8/10
Eerie, mostly well-constructed documentary about the history of the vampire legend
4 March 2008
Sure, the theatrical version runs a little long--having been padded with mostly unrelated material concerning "Frankenstein" author Mary Shelley and dull, meandering footage from two Bela Lugosi films (one of them silent)--but until its final fifteen or twenty minutes, "In Search of Dracula" does not disappoint. Featuring narration by Christopher Lee and a creepy, atmospheric soundtrack (some of this music was later used in Stanley Kubrick's "The Shining"), the film covers a great deal of interesting territory.

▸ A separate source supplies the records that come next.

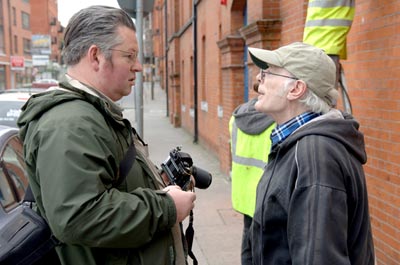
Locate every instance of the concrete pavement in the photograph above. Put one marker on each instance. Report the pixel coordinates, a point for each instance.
(218, 228)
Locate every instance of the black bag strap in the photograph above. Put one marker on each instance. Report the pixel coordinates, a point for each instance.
(28, 195)
(126, 164)
(189, 234)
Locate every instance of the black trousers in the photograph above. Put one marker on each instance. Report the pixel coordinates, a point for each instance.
(246, 249)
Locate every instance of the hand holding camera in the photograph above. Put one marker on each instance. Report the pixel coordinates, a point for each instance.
(184, 201)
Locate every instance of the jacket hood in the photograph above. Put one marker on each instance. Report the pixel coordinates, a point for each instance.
(249, 120)
(40, 103)
(336, 125)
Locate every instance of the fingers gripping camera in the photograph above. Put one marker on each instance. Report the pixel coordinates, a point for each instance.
(179, 167)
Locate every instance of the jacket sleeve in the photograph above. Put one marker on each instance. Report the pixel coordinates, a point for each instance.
(75, 157)
(317, 215)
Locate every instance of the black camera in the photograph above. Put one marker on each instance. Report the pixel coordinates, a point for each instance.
(179, 167)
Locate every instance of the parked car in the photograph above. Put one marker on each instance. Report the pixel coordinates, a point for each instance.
(13, 176)
(11, 102)
(44, 83)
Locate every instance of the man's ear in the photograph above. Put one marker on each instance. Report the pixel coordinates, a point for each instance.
(297, 90)
(93, 54)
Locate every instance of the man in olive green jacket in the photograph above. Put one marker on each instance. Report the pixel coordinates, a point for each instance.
(74, 140)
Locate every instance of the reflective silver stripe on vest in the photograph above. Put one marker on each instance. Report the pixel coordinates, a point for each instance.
(246, 161)
(336, 3)
(329, 22)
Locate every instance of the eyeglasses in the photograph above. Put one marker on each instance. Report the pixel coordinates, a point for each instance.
(132, 56)
(263, 73)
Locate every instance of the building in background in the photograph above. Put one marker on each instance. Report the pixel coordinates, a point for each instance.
(200, 49)
(15, 44)
(47, 35)
(30, 41)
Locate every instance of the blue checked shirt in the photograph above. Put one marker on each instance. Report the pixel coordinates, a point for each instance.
(281, 132)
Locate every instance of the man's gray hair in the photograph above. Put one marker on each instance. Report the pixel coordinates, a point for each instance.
(94, 25)
(310, 100)
(315, 103)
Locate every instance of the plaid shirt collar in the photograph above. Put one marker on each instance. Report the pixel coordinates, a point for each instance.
(281, 132)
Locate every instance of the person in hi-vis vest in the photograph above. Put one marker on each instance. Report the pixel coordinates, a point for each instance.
(327, 25)
(250, 144)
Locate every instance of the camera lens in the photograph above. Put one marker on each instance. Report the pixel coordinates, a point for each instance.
(203, 178)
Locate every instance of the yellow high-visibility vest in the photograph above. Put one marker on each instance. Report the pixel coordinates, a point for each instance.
(327, 25)
(249, 157)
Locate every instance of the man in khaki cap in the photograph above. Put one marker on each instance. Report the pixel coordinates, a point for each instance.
(312, 201)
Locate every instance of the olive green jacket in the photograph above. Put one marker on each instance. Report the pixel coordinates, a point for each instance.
(73, 144)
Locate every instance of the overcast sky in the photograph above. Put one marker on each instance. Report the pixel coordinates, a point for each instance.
(66, 8)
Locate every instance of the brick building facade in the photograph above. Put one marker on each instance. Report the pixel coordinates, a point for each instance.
(201, 50)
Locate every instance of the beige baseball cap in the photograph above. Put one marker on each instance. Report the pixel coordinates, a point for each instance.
(304, 61)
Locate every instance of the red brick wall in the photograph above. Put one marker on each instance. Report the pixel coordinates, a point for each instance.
(372, 74)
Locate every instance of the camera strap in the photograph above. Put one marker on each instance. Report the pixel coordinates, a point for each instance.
(189, 234)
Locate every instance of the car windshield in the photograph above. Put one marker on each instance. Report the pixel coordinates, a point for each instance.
(9, 112)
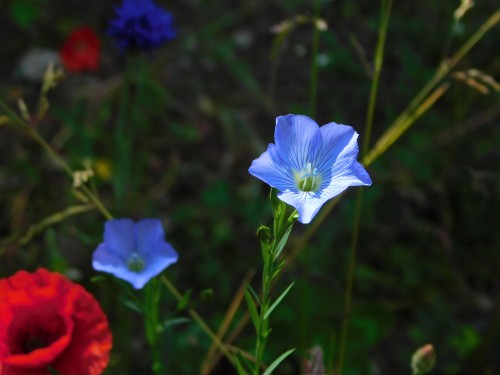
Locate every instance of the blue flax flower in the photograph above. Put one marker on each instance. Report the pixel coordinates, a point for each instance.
(134, 252)
(141, 24)
(310, 164)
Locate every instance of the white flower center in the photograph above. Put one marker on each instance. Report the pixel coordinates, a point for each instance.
(308, 179)
(135, 262)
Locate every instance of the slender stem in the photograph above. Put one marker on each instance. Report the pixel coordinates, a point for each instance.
(385, 8)
(379, 60)
(313, 87)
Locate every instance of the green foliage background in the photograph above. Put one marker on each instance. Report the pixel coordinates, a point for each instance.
(205, 106)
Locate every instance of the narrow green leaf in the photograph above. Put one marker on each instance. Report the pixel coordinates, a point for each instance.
(252, 309)
(278, 300)
(240, 361)
(132, 305)
(184, 302)
(282, 241)
(277, 362)
(167, 323)
(254, 294)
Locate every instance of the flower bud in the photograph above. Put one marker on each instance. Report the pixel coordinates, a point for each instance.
(423, 360)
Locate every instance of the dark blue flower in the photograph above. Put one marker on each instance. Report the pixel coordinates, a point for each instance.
(134, 252)
(141, 24)
(310, 164)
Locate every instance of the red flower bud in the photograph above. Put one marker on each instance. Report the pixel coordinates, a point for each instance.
(46, 321)
(81, 51)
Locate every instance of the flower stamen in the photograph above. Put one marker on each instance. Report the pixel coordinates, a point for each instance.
(135, 263)
(308, 180)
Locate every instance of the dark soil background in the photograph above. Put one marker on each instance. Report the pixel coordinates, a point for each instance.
(429, 246)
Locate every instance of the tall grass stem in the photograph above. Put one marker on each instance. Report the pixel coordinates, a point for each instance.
(385, 8)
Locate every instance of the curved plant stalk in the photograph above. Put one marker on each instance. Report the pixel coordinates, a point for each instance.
(417, 107)
(386, 6)
(15, 119)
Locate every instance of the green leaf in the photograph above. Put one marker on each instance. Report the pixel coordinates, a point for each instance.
(277, 362)
(240, 360)
(282, 241)
(278, 300)
(252, 308)
(131, 304)
(264, 234)
(278, 206)
(167, 323)
(25, 12)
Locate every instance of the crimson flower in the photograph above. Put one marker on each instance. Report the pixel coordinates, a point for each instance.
(81, 51)
(49, 323)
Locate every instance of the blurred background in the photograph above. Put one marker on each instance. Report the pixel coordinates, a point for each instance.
(204, 106)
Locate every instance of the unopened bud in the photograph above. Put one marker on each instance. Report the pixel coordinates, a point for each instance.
(264, 233)
(423, 360)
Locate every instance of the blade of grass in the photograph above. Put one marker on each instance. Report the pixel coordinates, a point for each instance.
(385, 11)
(226, 322)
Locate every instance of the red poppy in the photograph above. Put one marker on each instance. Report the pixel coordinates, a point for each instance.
(48, 322)
(81, 50)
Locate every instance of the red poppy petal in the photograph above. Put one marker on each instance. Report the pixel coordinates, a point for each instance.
(67, 321)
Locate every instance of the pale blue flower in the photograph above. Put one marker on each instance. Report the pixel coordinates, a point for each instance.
(134, 252)
(141, 24)
(309, 164)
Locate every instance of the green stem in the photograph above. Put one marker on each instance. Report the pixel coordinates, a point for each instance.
(313, 86)
(272, 267)
(386, 6)
(201, 323)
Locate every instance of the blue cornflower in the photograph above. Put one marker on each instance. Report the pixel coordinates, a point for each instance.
(141, 24)
(134, 252)
(310, 164)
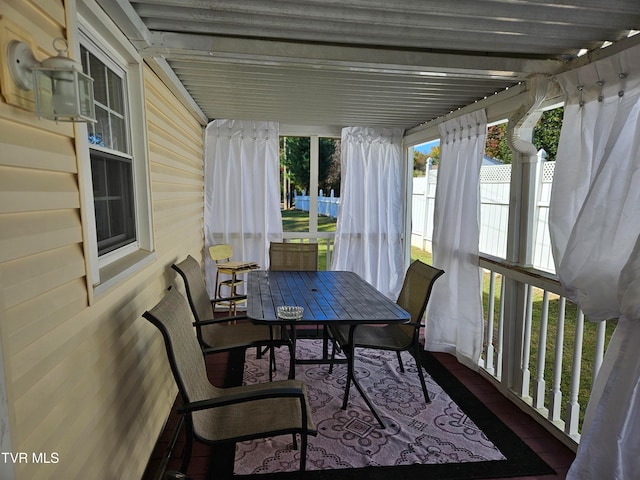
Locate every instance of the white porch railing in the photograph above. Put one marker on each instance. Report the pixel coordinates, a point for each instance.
(555, 384)
(325, 242)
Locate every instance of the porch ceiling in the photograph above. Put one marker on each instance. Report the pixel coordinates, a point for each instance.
(361, 62)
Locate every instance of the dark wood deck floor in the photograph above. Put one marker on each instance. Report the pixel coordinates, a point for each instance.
(554, 452)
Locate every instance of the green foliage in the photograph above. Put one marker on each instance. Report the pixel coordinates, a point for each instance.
(295, 156)
(546, 133)
(496, 145)
(420, 160)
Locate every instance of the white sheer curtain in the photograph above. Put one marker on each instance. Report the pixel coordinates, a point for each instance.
(371, 215)
(595, 225)
(242, 190)
(454, 313)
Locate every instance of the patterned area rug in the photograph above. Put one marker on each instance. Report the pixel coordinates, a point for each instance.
(415, 433)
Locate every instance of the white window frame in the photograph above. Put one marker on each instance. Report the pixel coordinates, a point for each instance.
(100, 35)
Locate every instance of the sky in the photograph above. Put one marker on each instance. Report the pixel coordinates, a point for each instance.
(426, 147)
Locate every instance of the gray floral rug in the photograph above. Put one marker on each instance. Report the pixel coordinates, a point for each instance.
(415, 433)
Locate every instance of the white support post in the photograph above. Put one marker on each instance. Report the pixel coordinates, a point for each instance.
(314, 142)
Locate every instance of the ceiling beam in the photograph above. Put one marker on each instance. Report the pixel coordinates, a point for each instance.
(268, 52)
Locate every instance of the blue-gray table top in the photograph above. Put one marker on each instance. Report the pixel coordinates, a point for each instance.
(326, 296)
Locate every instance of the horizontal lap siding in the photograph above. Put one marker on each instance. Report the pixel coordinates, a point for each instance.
(89, 382)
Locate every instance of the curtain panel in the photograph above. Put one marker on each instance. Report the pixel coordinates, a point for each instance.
(242, 190)
(595, 225)
(454, 313)
(370, 228)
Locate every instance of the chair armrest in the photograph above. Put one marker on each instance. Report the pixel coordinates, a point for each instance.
(227, 299)
(248, 396)
(213, 321)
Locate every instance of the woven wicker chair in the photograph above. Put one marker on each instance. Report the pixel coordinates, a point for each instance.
(214, 415)
(223, 333)
(293, 256)
(414, 295)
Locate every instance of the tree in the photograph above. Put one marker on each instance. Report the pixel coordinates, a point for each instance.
(295, 156)
(496, 144)
(546, 133)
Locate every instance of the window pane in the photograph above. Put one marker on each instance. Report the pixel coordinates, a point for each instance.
(102, 132)
(113, 199)
(116, 101)
(118, 134)
(98, 73)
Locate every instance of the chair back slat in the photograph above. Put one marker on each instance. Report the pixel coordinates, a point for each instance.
(172, 317)
(293, 256)
(416, 289)
(220, 252)
(190, 271)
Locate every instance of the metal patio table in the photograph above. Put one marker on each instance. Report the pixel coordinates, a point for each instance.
(326, 296)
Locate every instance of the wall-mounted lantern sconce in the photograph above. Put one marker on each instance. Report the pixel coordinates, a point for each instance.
(62, 92)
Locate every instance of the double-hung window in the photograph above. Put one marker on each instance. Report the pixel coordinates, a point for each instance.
(114, 174)
(111, 159)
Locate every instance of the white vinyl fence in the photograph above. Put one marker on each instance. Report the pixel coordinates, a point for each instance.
(327, 206)
(494, 212)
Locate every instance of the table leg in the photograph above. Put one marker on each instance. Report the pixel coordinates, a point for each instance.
(292, 361)
(352, 378)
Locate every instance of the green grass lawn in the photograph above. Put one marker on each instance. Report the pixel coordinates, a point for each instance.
(298, 221)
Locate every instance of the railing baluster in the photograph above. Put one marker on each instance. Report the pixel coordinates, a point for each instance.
(573, 406)
(488, 361)
(526, 346)
(540, 386)
(598, 354)
(555, 402)
(500, 330)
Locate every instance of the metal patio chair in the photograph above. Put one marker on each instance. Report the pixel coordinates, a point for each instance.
(293, 256)
(215, 415)
(224, 334)
(414, 296)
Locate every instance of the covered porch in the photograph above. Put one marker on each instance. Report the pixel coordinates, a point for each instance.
(82, 376)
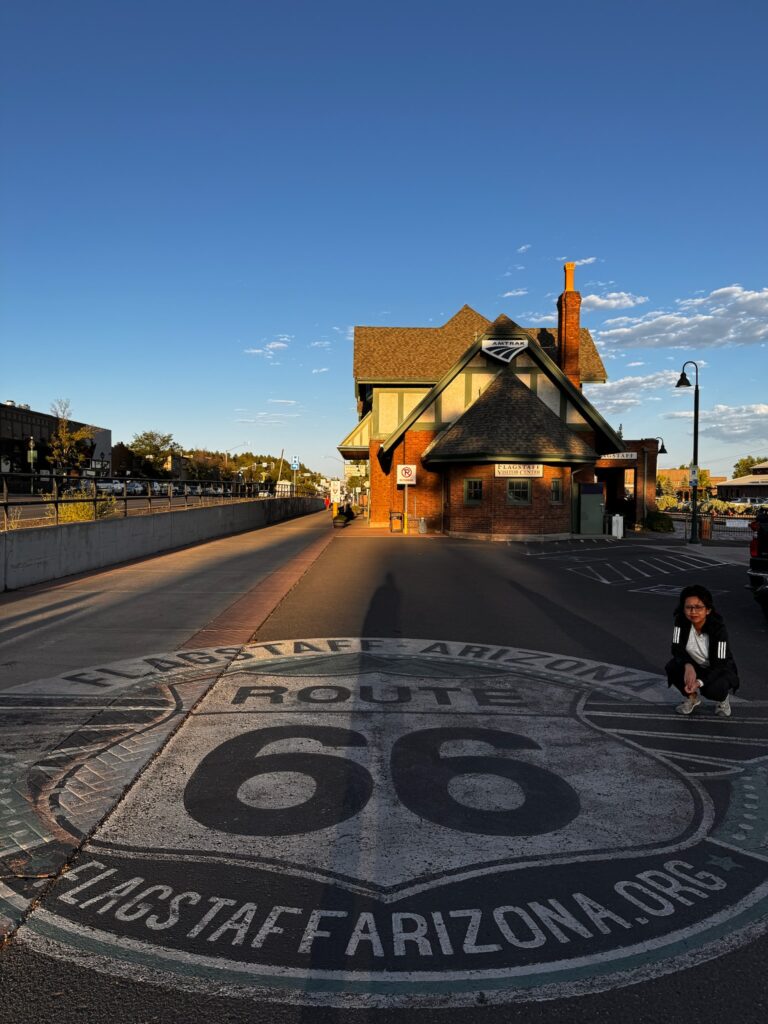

Apart from examining the mythology of the vampire in eastern Europe, "In Search" chronicles the life of Vlad Tepes (the fifteenth-century Romanian nobleman whose cruelty partly inspired Bram Stoker's "Dracula"), as well as the depiction of the vampire in literature and film. Christopher Lee appears as Vlad and as Stoker's fictional Count Dracula. Particularly unsettling is the segment which examines modern-day figures who have exhibited vampiric traits (like serial murderer Peter Kürten, the so-called 'Vampire of Dusseldorf'). In the early sixties a Jungian analyst published a study of one of his patients, a highly disturbed young man he called 'Bill'. Bill, who grew up in an orphanage, had dreams about drinking blood from the necks of children and occasionally cut his arms to drink his own blood, but was apparently unaware of the vampire myth. His analyst speculated, therefore, that vampirism might be one of the archetypes Carl Jung spoke of...and that the concept of the vampire might somehow have risen from Bill's unconscious to take possession of him. Overall, an engrossing and worthwhile film. I found it much more interesting than simply watching Lugosi or Lee or Gary Oldman slinking around in funny costumes and biting hysterical Victorian women for an hour and a half.